Why dogs are better than children

1. Puppies are cheaper than babies.

The going price for babies on the Internet is as much as US$15,000, according to this CNN story. Unicef reckons that the international trade in human babies is worth as much as US$25 million a year, with some parents prepared to pay as much as US$20,000 to secure a choice specimen of babyhood.

Puppies can be had for free from your local pound. Even if you want to buy a purebred puppy from a reputable breeder, you'll probably pay no more than a few hundred bucks.

2. With babies, you don't have a choice of breeds or bloodlines.

One of the most fun things about choosing a dog is that you get to choose between hundreds of breeds, each with its own physical characteristics and temperament. If you want a baby that's not the exact same breed as you are, the best you can do is crossbreed and make a mongrel in the process.

Similarly, with babies you're stuck with the questionable contents of your own gene pool. Any registered dog breeder can provide you with comprehensive, verifiable information about your puppy's family history. You may be a bitser but your dog doesn't have to be.

3. Getting a puppy won't give you stretch marks.

Women: you don't have to kiss your youthful figure goodbye just because you need to hear the pitter-patter of tiny feet around your home (extra bonus: you get twice as many tiny feet). You also won't have to endure morning sickness, midnight cravings, post-natal depression or hours of painful labour. You will not visibly lactate every time a dog barks in your neighbourhood, either.

4. Puppies can be housetrained.

You will never have to change your puppy's nappies. With careful housetraining, an eight-week-old puppy can be taught to go out back in a week. True, they'll never learn to use the toilet, but imagine how easy parenthood would be if human babies could be taught to crawl through a flap in the door and shit in the yard?
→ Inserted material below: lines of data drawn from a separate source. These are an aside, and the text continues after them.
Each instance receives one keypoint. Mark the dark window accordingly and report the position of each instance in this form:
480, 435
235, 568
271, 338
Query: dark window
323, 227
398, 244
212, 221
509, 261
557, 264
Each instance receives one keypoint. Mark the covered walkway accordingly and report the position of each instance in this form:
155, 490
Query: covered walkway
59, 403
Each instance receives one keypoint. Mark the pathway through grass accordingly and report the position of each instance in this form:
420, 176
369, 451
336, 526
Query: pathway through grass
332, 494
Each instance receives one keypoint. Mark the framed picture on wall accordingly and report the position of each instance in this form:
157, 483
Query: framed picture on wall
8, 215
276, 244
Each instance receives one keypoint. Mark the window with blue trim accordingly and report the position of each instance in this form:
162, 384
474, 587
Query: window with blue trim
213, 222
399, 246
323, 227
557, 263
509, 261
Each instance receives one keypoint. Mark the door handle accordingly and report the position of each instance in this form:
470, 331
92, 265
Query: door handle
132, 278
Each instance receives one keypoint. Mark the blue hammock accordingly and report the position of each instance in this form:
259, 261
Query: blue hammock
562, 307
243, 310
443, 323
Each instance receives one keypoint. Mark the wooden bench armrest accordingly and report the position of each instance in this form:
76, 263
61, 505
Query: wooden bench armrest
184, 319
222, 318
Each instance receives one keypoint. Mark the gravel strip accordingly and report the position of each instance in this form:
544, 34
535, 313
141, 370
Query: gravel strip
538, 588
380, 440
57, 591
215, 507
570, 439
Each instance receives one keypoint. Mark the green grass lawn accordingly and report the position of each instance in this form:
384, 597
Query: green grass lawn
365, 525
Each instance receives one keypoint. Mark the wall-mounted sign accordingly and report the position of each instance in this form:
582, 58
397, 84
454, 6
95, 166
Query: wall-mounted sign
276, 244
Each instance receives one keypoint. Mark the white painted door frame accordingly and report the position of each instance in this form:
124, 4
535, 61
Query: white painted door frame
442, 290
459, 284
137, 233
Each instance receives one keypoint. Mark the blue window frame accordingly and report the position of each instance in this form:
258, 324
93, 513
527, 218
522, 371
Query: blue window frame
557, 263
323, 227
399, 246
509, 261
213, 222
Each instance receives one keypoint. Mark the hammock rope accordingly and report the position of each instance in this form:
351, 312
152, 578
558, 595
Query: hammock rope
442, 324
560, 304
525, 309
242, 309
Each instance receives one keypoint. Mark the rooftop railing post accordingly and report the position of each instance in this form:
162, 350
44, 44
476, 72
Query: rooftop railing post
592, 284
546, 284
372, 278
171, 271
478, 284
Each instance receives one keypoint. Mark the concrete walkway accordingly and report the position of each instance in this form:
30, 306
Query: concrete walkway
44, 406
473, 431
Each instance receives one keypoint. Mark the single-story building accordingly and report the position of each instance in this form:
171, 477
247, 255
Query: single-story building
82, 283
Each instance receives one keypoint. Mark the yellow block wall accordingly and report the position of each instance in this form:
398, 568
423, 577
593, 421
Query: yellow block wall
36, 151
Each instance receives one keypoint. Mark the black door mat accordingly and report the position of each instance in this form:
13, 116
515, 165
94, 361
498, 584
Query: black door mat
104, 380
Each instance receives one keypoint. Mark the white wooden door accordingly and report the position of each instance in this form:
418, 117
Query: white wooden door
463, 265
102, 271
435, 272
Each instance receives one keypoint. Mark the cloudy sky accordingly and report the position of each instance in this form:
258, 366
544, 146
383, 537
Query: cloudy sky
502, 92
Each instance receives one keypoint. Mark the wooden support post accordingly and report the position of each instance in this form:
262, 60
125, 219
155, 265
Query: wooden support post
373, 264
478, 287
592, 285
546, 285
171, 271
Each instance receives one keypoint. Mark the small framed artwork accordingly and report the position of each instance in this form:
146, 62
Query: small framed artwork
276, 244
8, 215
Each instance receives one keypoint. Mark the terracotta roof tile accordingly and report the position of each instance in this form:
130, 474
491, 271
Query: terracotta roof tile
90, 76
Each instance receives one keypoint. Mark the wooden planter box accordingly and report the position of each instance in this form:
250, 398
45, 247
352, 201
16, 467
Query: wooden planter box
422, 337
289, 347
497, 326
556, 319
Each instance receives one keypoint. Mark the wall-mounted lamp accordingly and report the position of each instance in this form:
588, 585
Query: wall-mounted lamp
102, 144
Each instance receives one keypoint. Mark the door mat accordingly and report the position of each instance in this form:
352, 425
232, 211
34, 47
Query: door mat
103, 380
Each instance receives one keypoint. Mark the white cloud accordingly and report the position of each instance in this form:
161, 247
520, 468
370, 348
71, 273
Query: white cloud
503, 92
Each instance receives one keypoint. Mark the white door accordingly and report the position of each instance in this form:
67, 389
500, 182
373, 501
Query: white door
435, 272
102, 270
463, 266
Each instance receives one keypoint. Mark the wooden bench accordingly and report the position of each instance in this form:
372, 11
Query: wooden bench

5. You don't have to put your puppy through university.

You also don't have to buy a puppy the latest clothes, music, or video games. Apart from a little obedience training, there are few educational costs associated with dog ownership. Your puppy will never ask to borrow the keys to your car, and will never call you in the middle of the night to tell you they've wrecked it. A puppy will not insist on playing heavy metal music at an ear-shattering volume in your house, nor spend it's entire adolescence on the telephone while you are expecting an important call.

After a lifetime of gently introducing puppy to progressive ideas and paying for a university education, a puppy will not repay you by joining the Liberal Party and becoming a real-estate agent.

6. It's permitted - indeed encouraged - to render your puppy sterile at an early age.

Parents of teenage children will immediately understand the attraction. Just imagine how easily you'd sleep tonight would be if young Jason or Britney had had their gonads removed when they were six months old.

You can also have your puppy microchipped, and force it to wear a collar tag listing its name, address and your phone number, so that it can be immediately returned to you should it stray.

7. Dogs live twelve, fifteen years at most.

Which, when you think about it, is about the point at which most parents begin to really regret having kids. Even if you grow tired of little Rover, there's no shame in putting him up for adoption after a few years trial run. Children, however, tend to harbour grievances against their parents if they do this.

Chances are, you will outlive your dog. You will get to see it grow from a gangly puppy into a responsible, protective adult, you will nurse it through its senescence and it will pass away loving you as much as it did the day you brought it home. You don't get this kind of closure with kids.

8. You can have sex in front of your dogs without scarring them for life.

You can also get drunk and take drugs while they're around, forget to feed them every now and again, let them go months at a time without a bath, tie them up in the street while you go shopping, and leave them alone and unsupervised from an early age ... all without attracting the attention of the social services. Dogs won't discuss intimate details of your life with other dogs, and even if they do the other dogs won't be able to tell their humans what a pig you are.

9. It's OK to call your dog 'bitch'. Which is better than having your human children do it to you.

Your dog will never call you names, resent that you don't make as much money as their friends' parents, or put you in a retirement home. Your dog will accept discipline when you give it, and will learn from its mistakes.

Puppies have long memories when it comes to important things, like: it's not OK to go through the garbage, no matter how good it smells; but very short memories for unimportant things like: I was just going through the garbage and that bitch/bastard yelled at me. Human children are the exact reverse.